Revision history for this message
dxtr101 (dxtr101456) wrote :

Short answer: I was able to fix this issue by plugging my hard drive into another SATA connection on the motherboard.

Long answer: I tried potential fixes listed in responses 11, 17, and 18 but it still didn't work. Gparted recognized the drive, but wouldn't allow me to create a partition table or format due a sych failure. I had issues in the past with some of the SATA connections on the motherboard before (ASUS M4A89TD Pro Series) so I just moved the connection from 5 to 0 (there are 6 connections directly on the motherboard). Not sure of the underlying cause for other users, but for me it was the SATA connection or BIOS setting on the motherboard preventing me from formatting or partitioning the hard drive but still allowing Ubuntu to recognize it was there.

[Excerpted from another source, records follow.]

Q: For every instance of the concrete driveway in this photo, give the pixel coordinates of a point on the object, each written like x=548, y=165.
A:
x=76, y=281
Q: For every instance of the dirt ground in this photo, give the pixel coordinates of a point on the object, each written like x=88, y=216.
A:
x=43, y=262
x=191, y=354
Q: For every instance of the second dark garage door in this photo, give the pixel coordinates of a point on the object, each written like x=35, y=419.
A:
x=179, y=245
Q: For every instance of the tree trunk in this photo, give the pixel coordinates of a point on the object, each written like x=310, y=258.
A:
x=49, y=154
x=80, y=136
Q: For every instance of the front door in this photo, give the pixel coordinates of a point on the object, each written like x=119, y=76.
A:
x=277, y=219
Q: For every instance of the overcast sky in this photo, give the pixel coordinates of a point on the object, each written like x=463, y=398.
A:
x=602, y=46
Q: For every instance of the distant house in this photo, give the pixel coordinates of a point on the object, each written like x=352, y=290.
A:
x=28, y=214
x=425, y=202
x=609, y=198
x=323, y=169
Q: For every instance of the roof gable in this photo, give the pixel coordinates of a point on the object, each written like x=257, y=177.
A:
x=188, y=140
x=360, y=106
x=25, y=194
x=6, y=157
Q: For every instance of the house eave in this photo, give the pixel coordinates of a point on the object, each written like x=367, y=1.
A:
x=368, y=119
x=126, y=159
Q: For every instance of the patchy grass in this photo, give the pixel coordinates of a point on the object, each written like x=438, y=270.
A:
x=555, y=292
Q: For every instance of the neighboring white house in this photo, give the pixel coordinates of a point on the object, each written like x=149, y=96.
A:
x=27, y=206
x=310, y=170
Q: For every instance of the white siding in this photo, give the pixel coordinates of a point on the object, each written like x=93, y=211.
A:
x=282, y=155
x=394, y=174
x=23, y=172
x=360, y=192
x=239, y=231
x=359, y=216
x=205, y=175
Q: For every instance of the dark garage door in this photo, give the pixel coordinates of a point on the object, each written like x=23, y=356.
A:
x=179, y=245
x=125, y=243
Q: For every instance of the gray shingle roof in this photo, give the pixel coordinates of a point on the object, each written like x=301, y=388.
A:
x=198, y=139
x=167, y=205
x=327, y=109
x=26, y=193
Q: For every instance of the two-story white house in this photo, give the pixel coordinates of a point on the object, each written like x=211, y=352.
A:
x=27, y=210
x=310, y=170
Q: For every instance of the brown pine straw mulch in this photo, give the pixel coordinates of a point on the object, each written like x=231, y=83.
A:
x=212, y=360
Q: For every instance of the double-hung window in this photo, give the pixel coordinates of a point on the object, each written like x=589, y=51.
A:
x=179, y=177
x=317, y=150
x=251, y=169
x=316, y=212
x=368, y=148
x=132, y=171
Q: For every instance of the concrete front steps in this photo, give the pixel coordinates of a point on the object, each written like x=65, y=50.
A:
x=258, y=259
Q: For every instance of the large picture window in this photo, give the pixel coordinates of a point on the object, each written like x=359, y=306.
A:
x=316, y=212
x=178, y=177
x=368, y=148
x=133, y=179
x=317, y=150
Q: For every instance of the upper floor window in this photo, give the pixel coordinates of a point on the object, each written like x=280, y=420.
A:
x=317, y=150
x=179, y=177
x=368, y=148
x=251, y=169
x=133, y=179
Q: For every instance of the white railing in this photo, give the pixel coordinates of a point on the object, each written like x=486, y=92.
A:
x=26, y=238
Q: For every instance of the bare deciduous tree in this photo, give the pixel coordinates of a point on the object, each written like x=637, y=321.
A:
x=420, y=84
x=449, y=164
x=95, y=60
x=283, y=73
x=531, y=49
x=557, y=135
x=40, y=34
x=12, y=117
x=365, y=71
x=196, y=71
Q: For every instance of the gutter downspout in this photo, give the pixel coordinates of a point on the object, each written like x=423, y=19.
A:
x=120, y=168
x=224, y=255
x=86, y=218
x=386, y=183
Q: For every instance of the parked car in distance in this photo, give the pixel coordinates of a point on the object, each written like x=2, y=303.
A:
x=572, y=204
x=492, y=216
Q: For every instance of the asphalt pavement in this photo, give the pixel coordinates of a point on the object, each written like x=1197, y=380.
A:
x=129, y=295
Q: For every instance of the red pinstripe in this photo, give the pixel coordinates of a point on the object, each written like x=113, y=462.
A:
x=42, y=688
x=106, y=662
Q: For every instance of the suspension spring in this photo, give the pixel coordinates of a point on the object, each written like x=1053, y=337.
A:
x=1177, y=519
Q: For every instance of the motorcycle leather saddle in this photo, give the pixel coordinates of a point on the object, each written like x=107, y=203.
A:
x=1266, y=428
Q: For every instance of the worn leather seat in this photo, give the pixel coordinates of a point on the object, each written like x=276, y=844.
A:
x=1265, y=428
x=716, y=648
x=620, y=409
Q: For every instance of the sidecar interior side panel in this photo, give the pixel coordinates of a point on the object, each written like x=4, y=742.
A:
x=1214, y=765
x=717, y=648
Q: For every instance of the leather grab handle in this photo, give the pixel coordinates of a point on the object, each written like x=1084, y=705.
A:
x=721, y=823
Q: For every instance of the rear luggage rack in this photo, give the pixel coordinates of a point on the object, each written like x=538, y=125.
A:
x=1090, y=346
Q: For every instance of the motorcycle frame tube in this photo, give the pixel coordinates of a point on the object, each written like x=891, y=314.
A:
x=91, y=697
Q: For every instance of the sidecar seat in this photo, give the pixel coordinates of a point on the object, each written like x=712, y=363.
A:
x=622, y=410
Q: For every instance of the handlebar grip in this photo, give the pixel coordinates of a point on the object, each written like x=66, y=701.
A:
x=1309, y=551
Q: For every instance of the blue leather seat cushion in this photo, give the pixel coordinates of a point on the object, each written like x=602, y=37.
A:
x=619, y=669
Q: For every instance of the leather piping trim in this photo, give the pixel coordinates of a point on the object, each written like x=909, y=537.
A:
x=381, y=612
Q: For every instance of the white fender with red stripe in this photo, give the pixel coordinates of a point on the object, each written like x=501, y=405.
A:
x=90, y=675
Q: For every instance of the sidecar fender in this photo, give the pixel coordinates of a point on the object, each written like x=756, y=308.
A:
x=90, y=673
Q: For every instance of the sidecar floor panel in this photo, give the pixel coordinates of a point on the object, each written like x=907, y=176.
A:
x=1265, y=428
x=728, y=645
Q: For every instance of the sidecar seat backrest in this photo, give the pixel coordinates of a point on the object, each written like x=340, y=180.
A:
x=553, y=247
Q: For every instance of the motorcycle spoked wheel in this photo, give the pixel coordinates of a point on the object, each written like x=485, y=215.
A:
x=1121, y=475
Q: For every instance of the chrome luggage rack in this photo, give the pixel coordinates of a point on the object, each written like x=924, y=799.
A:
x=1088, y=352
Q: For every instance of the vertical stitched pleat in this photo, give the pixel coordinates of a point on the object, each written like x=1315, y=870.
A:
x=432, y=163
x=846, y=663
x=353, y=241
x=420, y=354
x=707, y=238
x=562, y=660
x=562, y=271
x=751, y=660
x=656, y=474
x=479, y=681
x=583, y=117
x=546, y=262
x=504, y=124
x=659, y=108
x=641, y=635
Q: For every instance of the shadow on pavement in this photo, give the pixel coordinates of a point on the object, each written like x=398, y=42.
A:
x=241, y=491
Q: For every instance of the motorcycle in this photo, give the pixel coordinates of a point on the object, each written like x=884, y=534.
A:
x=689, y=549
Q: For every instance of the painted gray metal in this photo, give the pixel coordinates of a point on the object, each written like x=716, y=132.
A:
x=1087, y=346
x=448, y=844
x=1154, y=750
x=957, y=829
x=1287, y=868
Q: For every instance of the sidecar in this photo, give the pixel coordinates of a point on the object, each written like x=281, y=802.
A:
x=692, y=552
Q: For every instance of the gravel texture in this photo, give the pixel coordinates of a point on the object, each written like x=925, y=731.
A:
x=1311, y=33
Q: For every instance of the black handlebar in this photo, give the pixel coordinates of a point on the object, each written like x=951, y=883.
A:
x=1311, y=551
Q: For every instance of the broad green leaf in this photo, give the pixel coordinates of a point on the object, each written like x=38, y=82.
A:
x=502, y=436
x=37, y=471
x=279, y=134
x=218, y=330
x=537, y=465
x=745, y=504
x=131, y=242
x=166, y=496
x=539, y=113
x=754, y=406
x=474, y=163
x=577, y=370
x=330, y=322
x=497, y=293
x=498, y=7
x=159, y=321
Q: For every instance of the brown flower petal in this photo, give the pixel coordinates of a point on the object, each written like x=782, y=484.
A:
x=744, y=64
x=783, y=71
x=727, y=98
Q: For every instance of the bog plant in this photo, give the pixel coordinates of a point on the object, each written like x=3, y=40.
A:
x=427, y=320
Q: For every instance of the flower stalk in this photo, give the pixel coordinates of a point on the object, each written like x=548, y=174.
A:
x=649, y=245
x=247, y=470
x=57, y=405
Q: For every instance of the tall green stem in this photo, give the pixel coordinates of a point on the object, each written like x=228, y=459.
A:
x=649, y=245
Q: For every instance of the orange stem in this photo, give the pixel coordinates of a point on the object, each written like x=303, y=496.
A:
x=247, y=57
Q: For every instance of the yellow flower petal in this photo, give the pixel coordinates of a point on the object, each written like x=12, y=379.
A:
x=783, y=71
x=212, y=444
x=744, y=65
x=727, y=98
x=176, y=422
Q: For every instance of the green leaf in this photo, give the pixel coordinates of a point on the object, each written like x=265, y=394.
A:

Revision history for this message
Liviu Chircu (liviuchircu) wrote :

Had the "stuck Back/Continue buttons" problem on a new Z370 rig. I did not get to try #11 or #16 yet. What fixed it for me was realizing that the USB stick was still auto-booting into UEFI mode (with CSM support fully enabled), hence altering the whole Xubuntu 16.04 installation process!

As soon as I explicitly booted from the USB in Legacy mode using the boot menu (F12), the installer had no more problems creating the legacy, MBR-based partitions I originally wanted it to do.